O país gasta cerca de US$ 5,2 mil anuais por pessoa no sistema de saúde.
Cerca de 18,35% dos holandeses têm mais de 60 anos. No Brasil, esse percentual é de 13%. Projeta-se que será de 18,6% em 2030 e, em 2060, de 33,7%, segundo o IBGE.
AS CHAVES PARA O SUCESSO
- Em 2006,o governo transformou o sistema de saúde em parceria público-privada. Seguradoras passaram a oferecer planos para a população, ficando a administração responsável por regulamentar e fiscalizar as empresas.
- O poder executivo define o pacote básico que a empresa deve oferecer, garantindo a todos acesso aos mesmos serviços com a mesma qualidade.
- A política para idosos é baseada em estimulo à melhoria da qualidade do cuidado, colocando o idoso no centro.

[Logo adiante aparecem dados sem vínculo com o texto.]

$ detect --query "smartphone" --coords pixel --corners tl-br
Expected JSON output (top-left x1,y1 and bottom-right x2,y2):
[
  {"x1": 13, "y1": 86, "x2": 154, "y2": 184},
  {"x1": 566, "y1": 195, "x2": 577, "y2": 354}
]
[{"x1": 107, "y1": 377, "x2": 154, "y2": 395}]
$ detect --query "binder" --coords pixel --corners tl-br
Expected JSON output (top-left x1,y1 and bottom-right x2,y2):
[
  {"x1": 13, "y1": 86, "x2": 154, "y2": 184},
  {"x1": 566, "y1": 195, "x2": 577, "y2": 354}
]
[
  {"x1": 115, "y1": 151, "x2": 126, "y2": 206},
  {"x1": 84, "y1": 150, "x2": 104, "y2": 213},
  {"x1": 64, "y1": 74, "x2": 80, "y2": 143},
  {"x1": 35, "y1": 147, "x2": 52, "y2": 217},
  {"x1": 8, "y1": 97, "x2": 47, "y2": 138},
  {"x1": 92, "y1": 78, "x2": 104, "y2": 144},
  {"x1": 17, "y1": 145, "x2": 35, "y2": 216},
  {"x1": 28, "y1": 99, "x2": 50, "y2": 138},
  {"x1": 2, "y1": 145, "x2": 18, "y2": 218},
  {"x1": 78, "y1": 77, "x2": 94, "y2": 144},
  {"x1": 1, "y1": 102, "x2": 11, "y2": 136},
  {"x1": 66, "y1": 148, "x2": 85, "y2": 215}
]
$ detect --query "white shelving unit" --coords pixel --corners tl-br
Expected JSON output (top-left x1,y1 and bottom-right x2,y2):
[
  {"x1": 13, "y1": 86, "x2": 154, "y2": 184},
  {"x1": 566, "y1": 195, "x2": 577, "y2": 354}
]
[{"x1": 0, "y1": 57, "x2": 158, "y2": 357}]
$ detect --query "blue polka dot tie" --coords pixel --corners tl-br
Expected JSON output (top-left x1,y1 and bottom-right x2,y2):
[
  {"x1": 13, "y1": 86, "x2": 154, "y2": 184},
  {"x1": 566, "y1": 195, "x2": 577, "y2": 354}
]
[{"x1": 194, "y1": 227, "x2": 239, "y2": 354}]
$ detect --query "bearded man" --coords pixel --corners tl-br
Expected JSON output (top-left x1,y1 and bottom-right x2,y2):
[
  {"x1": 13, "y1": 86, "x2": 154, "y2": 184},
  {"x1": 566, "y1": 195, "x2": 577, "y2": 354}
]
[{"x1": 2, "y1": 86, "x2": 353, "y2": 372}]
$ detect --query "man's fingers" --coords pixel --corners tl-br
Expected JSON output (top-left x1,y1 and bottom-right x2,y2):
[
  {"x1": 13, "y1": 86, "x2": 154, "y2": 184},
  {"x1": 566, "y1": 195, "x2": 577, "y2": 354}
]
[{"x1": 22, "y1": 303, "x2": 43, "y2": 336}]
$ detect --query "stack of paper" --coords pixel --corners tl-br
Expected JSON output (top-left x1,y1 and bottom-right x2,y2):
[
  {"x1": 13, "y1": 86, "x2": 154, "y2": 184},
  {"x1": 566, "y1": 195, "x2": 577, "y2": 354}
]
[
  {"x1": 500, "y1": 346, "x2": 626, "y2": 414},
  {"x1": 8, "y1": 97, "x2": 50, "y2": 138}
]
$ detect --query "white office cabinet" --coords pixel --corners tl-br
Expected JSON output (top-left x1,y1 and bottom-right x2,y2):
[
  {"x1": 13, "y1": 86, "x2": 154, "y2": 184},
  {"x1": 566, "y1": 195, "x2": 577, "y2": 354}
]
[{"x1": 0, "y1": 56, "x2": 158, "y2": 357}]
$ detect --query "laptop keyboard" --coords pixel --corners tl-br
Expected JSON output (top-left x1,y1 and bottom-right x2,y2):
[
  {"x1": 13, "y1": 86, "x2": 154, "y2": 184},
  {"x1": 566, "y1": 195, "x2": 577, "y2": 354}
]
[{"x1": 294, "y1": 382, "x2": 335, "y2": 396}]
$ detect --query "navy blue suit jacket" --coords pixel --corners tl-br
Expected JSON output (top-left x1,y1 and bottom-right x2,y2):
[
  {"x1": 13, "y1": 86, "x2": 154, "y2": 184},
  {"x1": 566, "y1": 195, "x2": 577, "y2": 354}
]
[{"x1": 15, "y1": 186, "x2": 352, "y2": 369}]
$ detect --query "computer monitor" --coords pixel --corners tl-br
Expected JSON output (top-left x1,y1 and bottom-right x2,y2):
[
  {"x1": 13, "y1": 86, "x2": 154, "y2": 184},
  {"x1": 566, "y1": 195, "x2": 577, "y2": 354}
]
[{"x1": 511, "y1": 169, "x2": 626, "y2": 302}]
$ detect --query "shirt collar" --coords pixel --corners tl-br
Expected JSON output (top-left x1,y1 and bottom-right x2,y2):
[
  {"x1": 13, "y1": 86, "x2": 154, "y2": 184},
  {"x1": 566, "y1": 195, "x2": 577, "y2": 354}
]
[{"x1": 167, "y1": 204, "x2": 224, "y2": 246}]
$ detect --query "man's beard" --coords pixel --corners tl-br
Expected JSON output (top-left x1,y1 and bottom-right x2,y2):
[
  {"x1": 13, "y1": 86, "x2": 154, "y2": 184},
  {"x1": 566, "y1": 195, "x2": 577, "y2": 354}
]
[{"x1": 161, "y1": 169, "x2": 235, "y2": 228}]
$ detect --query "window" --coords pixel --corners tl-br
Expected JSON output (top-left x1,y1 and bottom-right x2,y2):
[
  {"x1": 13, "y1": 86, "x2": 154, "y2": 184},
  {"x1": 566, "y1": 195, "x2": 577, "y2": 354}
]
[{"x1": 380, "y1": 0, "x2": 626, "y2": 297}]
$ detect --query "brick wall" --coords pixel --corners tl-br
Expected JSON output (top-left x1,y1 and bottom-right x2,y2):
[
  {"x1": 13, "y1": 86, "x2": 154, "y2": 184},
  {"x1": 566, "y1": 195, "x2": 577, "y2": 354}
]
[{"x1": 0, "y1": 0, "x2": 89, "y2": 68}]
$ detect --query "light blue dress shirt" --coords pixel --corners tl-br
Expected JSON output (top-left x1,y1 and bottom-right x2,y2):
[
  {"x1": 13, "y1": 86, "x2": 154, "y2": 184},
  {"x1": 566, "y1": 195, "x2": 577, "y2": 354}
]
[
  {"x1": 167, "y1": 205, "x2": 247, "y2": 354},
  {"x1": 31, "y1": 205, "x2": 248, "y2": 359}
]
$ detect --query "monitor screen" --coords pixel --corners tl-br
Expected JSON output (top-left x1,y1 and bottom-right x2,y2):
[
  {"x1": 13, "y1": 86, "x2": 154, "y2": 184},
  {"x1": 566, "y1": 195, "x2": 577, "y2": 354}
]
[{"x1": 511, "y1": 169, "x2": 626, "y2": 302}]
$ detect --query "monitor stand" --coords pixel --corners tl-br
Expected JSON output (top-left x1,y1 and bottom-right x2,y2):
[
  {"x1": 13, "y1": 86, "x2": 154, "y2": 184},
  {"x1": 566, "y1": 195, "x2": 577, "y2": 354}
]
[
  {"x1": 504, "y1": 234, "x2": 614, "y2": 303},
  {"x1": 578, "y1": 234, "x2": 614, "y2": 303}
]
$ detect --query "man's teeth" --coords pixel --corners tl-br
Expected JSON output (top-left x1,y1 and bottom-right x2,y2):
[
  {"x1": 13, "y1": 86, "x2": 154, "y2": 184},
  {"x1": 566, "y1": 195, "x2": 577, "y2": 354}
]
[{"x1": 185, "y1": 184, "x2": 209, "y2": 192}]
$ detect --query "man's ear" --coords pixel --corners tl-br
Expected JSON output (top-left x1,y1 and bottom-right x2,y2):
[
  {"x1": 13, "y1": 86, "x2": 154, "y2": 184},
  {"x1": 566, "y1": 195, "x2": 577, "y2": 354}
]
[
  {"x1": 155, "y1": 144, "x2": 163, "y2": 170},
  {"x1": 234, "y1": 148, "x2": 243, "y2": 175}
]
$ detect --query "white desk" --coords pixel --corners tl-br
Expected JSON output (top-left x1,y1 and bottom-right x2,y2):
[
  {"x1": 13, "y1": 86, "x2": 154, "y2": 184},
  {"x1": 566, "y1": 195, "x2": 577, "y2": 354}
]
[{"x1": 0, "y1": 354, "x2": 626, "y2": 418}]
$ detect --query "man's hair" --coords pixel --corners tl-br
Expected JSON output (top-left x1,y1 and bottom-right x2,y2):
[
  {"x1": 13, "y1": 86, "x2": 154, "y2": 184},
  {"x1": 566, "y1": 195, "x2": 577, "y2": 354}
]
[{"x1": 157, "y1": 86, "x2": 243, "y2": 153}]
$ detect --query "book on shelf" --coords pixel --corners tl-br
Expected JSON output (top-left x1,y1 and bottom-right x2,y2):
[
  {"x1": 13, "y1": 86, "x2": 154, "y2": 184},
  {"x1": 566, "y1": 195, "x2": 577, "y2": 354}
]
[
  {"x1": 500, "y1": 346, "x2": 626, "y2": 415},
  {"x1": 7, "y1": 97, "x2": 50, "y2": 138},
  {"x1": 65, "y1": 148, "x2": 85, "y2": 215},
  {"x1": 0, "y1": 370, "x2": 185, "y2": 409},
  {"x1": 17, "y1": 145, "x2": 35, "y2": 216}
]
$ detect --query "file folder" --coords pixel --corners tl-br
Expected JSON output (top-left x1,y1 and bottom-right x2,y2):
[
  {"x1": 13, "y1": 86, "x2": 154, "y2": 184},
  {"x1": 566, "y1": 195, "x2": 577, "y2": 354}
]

- A assistência é regionalizada. Um dos projetos é o Buurtzorg (Cuidado de Bairro), empresa que leva enfermeiros às localidades onde os idosos vivem. Assim, eles não precisam se deslocar ao hospital com tanta frequência.
- Estratégia é manter a autonomia, inclusive de pessoas com demência. Há condomínios adaptados.
- Para reduzir o isolamento social, um projeto convida universitários a morar em um instituto de idosos sem cobrança de aluguel. Em troca do aluguel, dedicam 30 horas de trabalho, lendo livros, indo às compras e passeando com os internos.
- Aposta na tecnologia. O projeto ParkinsonNet é uma plataforma online que permite que doentes e seus familiares possam encontrar prestadores de serviço de saúde em seu bairro. A rede é composta por 3 mil profissionais, entre enfermeiros, assistentes sociais, fisioterapeutas e neurologistas.